With no Angolan embassy in Rwanda, she would have needed to travel to a neighbouring country just to apply for an Angolan visa. In addition, there was no option for her to apply online or by email.
They observe that Europeans and North Americans can travel within Africa more easily than Africans themselves. Canadians and citizens of United States need visas to travel to 45 per cent of African countries. They can procure visas on arrival in 35 per cent of African countries and travel visa-free to 20 per cent of African countries.
“On the other hand, most Africans require visas to enter 55 per cent of other African countries, with visas on arrival available for 25 per cent and visa-free access possible in another 20 per cent,” Hassan says.
But this is not all. El-Houry and Kacou highlight that African skies being dominated by foreign carriers like Air France, KLM, British Airways, Emirates, Lufthansa and Turkish Airlines makes African airlines unable to compete.
It is not all bad
The aviation sector has evolved significantly with the World Bank estimating the number of passengers in Africa to have skyrocketed from about five million in 1970 to more than 100 million in 2015.

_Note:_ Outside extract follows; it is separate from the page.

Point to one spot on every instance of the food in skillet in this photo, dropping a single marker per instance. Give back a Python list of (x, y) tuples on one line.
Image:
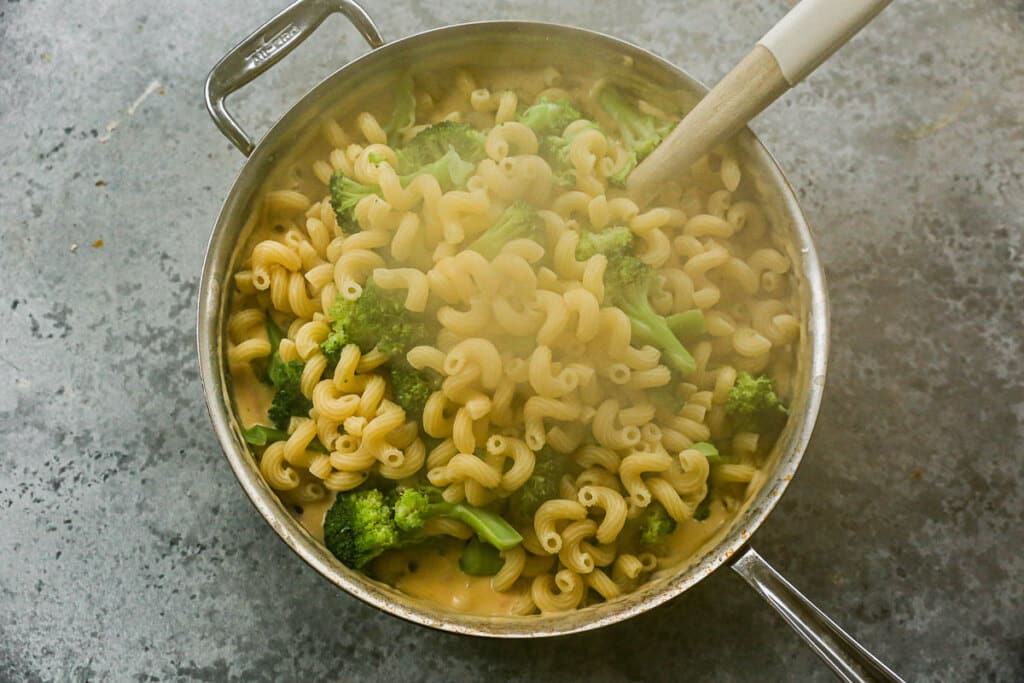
[(480, 372)]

The analysis in El-Houryand Kacou’s book indicates that East African national carriers are more successful than those in West Africa. The former is home to Ethiopia, Kenya and EgyptAir, while RwandAir is emerging as another East African airline.
The latter has Arik Air, Air Cote d’Ivoire, ASKY of Togo, and Royal Air Maroc. All four of these West African carriers combined, they say, carry fewer passengers than Ethiopian alone.
Africa must fly to rise
The authors argue that an improved aviation sector would have a tremendous positive impact on the continent’s trade.
Ethiopia’s massive flower farms are prospering thanks to airlines that move the cargo quickly and in a cost-effective manner.
They say some African countries produce items that could find ready markets in the West or in other high-income markets, if only it were possible to transport the goods.
Worldwide, the number of jobs supported by aviation is expected to grow by more than 99 million over the next two decades, with worldwide GDP generated by these jobs reaching $5.9 trillion.
Africa is, on the other hand, expected to see an extra two hundred million passengers over the next twenty years, creating a total market of 300 million passengers annually.
To realise this, they strongly believe African countries’ aviation sectors should integrate, improve regulation, invest in infrastructure, and allow private sector involvement to take a big part in the sector.